68.1 Identification and assessment of model risk
Identification of model risk in the Bank mainly consists of:
- gathering information on existing, built and planned to be build models,
- cyclical determining the relevance of models,
- determining potential threats that may occur during the life cycle of the model.
The model risk evaluation is aimed at determining scale of threats associated with the occurrence of the model risk and involves estimating the risk level of each model and the aggregated level of model risk. Ratings may be aggregated mainly at the level of the Bank or the Company, particular risk types or classes of models, particular processes of model life-cycle. The model risk assessment is performed at least once a year and at the moment of appearing of new models, change the scale or business profile of the Bank or the Company.

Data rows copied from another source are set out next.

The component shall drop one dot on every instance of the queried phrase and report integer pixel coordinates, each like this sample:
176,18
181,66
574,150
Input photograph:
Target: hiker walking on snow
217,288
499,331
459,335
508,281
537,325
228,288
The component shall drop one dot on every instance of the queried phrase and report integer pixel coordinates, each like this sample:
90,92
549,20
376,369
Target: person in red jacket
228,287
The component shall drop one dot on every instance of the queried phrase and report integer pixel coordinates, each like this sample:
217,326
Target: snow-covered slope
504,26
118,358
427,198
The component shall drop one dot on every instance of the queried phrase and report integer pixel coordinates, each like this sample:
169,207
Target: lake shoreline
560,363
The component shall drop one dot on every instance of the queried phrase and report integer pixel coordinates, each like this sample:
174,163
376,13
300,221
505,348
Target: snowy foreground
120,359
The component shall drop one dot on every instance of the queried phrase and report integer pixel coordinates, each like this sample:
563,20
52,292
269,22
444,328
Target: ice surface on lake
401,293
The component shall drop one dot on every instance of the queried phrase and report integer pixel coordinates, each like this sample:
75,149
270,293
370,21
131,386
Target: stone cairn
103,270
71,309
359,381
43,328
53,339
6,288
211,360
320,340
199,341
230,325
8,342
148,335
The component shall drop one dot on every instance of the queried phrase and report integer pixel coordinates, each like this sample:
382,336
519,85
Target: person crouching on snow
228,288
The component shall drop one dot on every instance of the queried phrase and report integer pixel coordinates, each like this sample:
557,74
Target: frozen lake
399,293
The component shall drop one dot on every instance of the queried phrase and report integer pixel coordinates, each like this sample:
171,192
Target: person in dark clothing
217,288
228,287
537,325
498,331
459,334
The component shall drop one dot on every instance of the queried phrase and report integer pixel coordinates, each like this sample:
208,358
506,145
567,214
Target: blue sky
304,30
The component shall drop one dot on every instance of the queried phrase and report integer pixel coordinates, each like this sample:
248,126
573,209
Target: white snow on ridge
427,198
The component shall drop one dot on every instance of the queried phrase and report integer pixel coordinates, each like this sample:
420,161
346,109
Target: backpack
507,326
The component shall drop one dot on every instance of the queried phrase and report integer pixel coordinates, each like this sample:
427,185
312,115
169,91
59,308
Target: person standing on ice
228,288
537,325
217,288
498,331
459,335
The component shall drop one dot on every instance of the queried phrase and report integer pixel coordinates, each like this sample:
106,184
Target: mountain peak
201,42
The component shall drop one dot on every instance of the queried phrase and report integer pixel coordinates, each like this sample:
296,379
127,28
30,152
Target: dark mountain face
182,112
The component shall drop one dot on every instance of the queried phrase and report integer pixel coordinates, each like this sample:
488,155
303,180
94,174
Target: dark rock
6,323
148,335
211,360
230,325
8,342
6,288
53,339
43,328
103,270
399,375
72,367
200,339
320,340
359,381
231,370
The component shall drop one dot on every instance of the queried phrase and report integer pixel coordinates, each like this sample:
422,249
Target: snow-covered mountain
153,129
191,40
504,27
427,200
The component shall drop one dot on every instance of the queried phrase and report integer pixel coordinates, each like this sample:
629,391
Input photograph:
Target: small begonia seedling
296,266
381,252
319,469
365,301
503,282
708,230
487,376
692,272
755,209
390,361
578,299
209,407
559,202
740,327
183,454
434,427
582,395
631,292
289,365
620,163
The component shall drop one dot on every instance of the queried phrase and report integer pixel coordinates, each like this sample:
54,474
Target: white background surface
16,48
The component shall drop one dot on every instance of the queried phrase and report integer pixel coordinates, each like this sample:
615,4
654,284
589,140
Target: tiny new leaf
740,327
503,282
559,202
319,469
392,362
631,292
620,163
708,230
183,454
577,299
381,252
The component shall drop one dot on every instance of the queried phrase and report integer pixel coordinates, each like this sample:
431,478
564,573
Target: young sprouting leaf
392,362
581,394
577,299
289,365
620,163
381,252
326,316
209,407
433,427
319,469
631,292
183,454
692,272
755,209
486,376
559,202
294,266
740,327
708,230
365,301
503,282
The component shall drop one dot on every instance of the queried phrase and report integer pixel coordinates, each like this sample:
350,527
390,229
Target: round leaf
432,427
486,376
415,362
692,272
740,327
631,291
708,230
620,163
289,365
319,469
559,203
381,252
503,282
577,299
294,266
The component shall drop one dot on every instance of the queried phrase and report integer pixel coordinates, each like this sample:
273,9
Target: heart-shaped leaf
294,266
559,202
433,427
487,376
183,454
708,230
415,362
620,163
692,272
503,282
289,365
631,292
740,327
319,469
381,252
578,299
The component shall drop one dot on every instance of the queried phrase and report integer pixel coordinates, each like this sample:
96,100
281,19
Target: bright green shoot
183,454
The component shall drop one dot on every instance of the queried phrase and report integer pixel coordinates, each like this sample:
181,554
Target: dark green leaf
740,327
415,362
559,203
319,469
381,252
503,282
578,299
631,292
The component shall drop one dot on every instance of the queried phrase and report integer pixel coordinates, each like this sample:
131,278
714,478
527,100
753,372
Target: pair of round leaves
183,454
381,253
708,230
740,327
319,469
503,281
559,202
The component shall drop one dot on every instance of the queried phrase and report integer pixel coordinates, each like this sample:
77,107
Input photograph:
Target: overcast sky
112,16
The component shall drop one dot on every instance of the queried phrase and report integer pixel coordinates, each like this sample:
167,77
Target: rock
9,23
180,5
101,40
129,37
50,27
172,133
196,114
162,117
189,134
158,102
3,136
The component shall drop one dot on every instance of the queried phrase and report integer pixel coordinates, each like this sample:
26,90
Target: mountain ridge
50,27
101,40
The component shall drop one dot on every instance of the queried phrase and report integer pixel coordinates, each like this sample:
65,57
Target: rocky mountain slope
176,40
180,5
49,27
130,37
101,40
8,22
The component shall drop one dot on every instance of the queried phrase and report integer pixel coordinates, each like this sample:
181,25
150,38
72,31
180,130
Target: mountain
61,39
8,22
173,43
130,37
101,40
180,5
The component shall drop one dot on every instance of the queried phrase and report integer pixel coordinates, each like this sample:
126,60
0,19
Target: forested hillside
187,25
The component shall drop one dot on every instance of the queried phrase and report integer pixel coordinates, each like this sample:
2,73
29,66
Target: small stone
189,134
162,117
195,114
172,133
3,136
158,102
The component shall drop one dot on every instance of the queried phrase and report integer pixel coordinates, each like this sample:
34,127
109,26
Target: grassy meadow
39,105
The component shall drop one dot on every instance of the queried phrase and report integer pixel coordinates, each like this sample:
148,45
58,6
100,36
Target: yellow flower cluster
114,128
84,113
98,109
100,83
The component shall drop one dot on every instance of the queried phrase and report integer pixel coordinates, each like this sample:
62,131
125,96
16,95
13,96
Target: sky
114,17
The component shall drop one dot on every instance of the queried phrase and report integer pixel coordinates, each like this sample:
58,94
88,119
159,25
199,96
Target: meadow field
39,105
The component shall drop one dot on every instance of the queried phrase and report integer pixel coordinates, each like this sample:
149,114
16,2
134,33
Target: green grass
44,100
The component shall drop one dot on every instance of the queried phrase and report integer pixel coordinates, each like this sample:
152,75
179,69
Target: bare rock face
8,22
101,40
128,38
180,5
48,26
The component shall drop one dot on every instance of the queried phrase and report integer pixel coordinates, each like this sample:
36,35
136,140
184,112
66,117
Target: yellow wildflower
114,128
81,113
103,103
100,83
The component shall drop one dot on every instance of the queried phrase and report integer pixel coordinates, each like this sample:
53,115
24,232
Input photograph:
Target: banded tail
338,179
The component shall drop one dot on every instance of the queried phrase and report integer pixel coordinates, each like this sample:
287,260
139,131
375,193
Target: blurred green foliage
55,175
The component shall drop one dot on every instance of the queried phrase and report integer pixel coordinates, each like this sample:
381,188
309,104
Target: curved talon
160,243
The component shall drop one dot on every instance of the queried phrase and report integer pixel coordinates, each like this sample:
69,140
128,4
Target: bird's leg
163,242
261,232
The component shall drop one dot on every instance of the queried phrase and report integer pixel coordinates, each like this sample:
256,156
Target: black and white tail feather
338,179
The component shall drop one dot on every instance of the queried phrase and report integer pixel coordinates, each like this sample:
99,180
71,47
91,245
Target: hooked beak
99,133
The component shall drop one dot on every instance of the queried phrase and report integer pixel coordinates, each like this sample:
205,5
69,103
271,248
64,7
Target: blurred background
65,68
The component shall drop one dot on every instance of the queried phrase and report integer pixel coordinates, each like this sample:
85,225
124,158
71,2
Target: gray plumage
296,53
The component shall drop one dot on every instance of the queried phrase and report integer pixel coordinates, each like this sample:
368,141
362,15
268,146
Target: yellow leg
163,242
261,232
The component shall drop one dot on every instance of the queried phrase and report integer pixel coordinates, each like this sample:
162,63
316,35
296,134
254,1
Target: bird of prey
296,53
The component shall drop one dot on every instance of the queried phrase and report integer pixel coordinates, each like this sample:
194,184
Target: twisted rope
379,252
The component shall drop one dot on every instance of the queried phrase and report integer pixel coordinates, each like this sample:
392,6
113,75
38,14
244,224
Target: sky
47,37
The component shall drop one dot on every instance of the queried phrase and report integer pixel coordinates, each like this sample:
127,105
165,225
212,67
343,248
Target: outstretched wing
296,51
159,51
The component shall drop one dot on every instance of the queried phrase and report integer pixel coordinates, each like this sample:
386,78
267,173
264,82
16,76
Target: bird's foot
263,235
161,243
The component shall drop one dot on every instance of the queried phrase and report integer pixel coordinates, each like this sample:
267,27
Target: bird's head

Assess of the level of risk for each model shall be made not less frequently than once a year
68.2 Model risk monitoring and reporting
The purpose of model risk monitoring is to control model risk and diagnose areas for management actions. Model risk monitoring contains, in particular: the update of level of model risk, the verification of status of implementation and the valuation of effectiveness of implementation of the activities on mitigation of model risk. Monitoring results of model risk at the level of the Bank and the Group are periodically presented in the reports addressed to the RC, the Management Board and the Supervisory Board. Reports include a complex model risk assessment, in particular:
- information on the level of model risk (in standalone and consolidated perspective)
- model risk map,
- information on the validation process and the status of implementation of the recommendations after validation,
- evaluation of effectiveness of the recommendations made to reduce the model risk level,
- potential proposed new management actions reducing the model risk.
68. 3 Managements actions concerning model risk
The purpose of management actions is to form a model risk management process and a level of this risk in the Bank and the Group.
Management actions in particular consist of:
- issuing internal regulations,
- determining acceptable levels of risk,
- issuing recommendations,
- making decisions about the use of tools supporting model risk management.